This documentation is being rewritten. If something looks off, please cross-check with the Boost 1.91.0 Boost.Graph docs and open an issue.

Shortest Paths

Find the lowest-cost path between vertices in a weighted graph.

Algorithm Complexity When to use

Dijkstra

O((V + E) log V)

Single-source, non-negative weights. The default choice.

Dijkstra (no color map)

O((V + E) log V)

Variant of Dijkstra that uses only the distance map to track visited vertices (no separate color map). Trades a simpler interface / smaller memory footprint for a slightly different visitor protocol.

Bellman-Ford

O(V · E)

Single-source with negative weights. Detects negative cycles.

DAG Shortest Paths

O(V + E)

Single-source on a directed acyclic graph. Fastest possible.

A*

O((V + E) log V)

Single-source, single-target with a heuristic. Finds the target faster than Dijkstra when a good heuristic is available.

Johnson

O(V * E + V^2 log V)

All-pairs on sparse graphs with negative weights.

Floyd-Warshall

O(V^3)

All-pairs on dense graphs.

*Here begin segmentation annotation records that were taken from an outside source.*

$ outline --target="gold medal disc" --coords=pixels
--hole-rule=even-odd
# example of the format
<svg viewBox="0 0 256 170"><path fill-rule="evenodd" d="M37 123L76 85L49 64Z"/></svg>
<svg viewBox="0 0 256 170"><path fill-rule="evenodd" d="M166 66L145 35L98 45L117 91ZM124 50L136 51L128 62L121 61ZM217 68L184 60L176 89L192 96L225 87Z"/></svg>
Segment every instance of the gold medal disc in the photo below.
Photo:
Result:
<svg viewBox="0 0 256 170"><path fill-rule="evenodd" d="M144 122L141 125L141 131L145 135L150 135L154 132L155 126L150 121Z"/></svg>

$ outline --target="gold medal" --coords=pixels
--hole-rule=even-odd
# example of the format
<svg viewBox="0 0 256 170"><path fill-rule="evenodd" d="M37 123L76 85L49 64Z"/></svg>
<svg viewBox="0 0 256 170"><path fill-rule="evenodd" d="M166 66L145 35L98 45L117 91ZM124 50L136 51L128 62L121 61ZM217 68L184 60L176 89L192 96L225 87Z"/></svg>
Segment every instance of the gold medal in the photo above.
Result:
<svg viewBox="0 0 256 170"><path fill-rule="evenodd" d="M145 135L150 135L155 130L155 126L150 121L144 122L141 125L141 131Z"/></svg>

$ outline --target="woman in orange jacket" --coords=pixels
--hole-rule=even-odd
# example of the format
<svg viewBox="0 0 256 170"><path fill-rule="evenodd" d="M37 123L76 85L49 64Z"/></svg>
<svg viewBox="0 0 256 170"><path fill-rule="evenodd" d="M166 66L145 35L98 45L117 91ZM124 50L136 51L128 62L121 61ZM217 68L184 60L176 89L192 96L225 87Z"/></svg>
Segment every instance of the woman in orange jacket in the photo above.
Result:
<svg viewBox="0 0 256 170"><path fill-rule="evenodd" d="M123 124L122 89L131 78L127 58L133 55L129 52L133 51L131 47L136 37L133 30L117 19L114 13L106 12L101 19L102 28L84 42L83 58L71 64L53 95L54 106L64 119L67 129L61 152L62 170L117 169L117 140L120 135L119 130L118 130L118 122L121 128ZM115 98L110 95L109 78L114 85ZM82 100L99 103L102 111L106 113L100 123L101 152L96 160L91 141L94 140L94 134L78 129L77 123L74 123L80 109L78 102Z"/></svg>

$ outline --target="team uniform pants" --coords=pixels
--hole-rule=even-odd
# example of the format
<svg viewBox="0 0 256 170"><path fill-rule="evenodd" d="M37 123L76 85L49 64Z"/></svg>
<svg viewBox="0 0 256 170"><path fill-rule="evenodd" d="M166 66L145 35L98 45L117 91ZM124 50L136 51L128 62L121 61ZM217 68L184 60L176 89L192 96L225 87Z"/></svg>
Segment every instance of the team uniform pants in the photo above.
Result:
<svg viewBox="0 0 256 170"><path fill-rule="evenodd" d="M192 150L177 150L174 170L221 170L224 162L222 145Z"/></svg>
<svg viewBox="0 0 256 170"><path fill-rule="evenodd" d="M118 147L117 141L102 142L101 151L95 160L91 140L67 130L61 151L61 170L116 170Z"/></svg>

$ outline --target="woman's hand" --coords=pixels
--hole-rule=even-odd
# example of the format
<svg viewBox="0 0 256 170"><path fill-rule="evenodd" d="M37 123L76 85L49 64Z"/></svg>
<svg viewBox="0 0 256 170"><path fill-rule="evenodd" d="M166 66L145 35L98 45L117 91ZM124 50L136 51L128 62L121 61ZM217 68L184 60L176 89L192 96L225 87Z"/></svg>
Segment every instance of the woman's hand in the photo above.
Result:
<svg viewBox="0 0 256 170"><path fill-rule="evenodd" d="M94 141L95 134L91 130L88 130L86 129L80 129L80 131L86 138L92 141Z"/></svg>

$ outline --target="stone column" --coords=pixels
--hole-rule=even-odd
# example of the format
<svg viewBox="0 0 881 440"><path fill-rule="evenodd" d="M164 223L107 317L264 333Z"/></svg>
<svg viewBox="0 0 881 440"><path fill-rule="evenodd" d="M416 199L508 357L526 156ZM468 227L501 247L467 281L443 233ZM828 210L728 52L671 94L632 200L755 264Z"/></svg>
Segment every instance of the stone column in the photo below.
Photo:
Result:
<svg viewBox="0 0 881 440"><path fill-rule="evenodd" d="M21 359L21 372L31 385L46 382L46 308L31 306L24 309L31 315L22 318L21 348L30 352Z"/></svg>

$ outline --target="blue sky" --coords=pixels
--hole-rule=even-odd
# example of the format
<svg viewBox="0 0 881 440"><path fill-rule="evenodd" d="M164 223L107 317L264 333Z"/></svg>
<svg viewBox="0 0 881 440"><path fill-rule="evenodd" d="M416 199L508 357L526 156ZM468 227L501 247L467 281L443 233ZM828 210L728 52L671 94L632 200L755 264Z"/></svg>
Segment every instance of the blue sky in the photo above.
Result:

Simple but cubic.

Resource-Constrained

Depends on constraints

Shortest path with side constraints (e.g. time windows, capacity).

Start with Dijkstra. Switch to Bellman-Ford only if you have negative weights. Use A* for single-target queries when you have a distance heuristic (e.g. Euclidean distance on a map). Use DAG shortest paths if your graph is acyclic.